Dnew/HIGH = Dorig * ( 1 + Rrange *((Smax*.5 - Dorig) / Smax*.5) )

The Damage Types can only modify the incoming damage by 25% (level 1) or 50% (level 2), so damage values larger than the shield's HP max are capped. Examples to facilitate understanding are thus:

  1. A shield with a max of 100 HP and Low Type 1 is hit by a cannon that deals 40 damage.
    1. 40 is less than 50% of the max HP, so it is reduced by a little.
    2. The new amount of damage applied to the shields is only 38 damage.
  2. A shield with a max of 500 HP and High Type 2 is hit by a missile that deals 800 damage.
    1. The incoming damage should destroy the shield.
    2. 800 damage is well over the 50% mark of the shield HP.
    3. The equation shows incoming damage should be 360, however damage reduction is capped at 50%.
    4. The new damage is now only 400 damage.
  3. A shield with 10,000 HP and High Type 1 is hit by a damage beam, that deals 90 damage per tick, and has a 10 second fire time.
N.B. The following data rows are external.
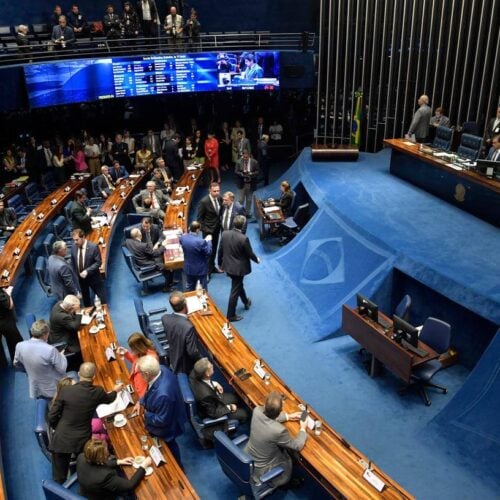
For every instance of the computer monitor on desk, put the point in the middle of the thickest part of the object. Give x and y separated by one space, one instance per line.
367 308
404 331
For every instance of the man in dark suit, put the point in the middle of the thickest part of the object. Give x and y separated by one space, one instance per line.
146 255
230 209
270 441
61 276
172 158
247 173
235 253
71 416
164 410
181 335
211 400
80 214
196 250
86 259
209 218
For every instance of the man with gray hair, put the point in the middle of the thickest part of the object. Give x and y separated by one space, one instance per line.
235 254
65 321
43 363
421 120
164 411
62 277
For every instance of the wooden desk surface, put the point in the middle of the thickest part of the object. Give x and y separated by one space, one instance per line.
413 150
174 259
377 341
113 205
24 243
336 464
168 480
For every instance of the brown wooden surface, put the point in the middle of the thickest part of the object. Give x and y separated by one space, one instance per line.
377 341
336 464
174 259
113 205
168 480
413 150
25 243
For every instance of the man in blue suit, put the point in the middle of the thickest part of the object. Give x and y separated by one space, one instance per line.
230 209
196 253
62 278
164 412
86 259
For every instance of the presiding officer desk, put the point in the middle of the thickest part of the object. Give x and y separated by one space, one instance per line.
168 480
19 245
176 216
377 341
328 457
466 189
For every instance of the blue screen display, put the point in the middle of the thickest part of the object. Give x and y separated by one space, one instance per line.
65 82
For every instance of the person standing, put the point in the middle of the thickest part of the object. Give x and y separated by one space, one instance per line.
42 362
8 327
209 218
197 251
71 416
235 254
86 259
421 120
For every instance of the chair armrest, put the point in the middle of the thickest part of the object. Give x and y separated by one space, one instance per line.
239 440
271 474
208 422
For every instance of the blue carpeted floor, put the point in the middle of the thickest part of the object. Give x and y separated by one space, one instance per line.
289 318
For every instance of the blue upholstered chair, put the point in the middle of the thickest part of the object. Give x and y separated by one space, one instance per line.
403 308
239 466
436 334
470 145
443 137
144 274
201 426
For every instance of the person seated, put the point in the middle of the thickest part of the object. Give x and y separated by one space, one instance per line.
62 35
99 472
139 346
285 200
211 400
77 22
270 440
439 119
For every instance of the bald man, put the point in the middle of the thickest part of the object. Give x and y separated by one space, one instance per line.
71 416
421 120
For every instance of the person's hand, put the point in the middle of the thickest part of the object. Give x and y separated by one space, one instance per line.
125 461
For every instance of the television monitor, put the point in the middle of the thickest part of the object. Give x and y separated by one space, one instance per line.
73 81
367 308
404 331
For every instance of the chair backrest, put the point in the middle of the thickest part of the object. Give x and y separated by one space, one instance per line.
403 308
301 215
436 334
470 145
236 464
443 138
41 271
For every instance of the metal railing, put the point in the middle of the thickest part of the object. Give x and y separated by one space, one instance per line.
99 46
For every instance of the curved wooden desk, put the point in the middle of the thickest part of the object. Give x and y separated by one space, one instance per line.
19 240
168 480
176 216
113 205
329 458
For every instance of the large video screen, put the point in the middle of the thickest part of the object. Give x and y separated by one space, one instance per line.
72 81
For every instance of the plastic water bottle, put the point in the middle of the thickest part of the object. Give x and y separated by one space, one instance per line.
199 289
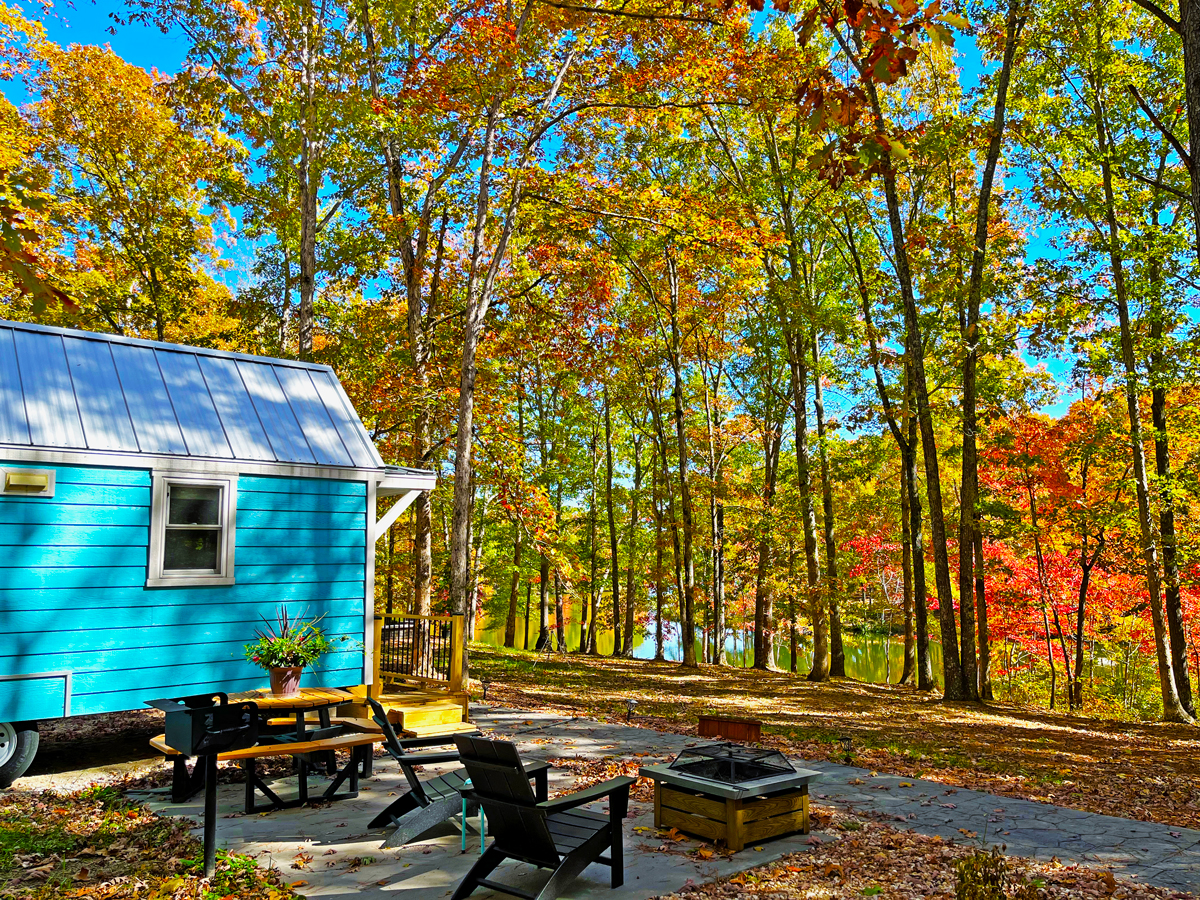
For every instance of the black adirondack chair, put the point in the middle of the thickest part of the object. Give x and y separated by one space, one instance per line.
431 802
550 834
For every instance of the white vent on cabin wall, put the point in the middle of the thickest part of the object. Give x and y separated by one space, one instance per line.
27 483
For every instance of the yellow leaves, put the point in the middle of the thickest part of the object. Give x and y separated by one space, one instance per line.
168 888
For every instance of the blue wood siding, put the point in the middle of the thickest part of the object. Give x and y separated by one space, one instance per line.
73 595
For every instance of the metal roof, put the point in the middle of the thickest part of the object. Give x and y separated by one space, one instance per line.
78 390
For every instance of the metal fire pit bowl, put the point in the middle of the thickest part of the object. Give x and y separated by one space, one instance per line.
732 793
730 771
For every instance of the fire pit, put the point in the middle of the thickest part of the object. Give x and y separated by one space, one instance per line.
731 792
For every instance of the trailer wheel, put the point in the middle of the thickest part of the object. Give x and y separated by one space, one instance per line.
18 747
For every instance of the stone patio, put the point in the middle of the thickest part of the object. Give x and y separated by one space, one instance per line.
347 859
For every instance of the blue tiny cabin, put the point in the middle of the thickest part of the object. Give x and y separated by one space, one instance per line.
156 503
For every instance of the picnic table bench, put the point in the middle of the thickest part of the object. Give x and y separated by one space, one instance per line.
358 743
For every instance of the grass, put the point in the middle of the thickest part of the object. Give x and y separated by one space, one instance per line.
1138 771
96 844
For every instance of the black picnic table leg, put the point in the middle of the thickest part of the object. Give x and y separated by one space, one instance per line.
330 757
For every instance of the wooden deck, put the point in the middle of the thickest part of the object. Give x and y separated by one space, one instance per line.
418 676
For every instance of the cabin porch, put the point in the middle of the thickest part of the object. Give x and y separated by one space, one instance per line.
418 675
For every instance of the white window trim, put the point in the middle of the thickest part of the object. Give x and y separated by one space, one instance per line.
155 575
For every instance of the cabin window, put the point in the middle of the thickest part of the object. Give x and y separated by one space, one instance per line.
192 531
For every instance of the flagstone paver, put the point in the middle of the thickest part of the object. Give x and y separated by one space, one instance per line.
346 859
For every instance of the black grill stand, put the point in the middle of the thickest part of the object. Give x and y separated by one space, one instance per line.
204 726
210 815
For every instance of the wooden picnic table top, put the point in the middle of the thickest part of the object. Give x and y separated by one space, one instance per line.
307 699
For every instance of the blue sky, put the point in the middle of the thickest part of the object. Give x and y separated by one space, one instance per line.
87 22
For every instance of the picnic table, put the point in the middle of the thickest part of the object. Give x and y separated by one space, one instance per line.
307 700
304 745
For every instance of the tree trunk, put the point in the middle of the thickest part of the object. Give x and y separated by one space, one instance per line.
971 568
659 583
916 527
717 516
838 653
817 610
763 586
719 655
909 675
985 690
478 297
1189 33
1173 708
525 642
543 605
510 622
631 555
915 349
589 612
1173 601
309 190
688 603
612 526
559 615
    1. While the total damage of the beam would normally come out to 90dmg * 10 tick/sec * 10 sec = 9000 damage, it is the per tick value modified, not the final.
    2. 90 damage is well below 50% of the shield max HP using High Type, and so its damage is actually increased!
    3. The new damage per tick is now 112.1
    4. The original 9000 dmg beam, instead of dealing 7200 total in one go, actually deals 11209.5 damage, destroying the shield and blocks underneath.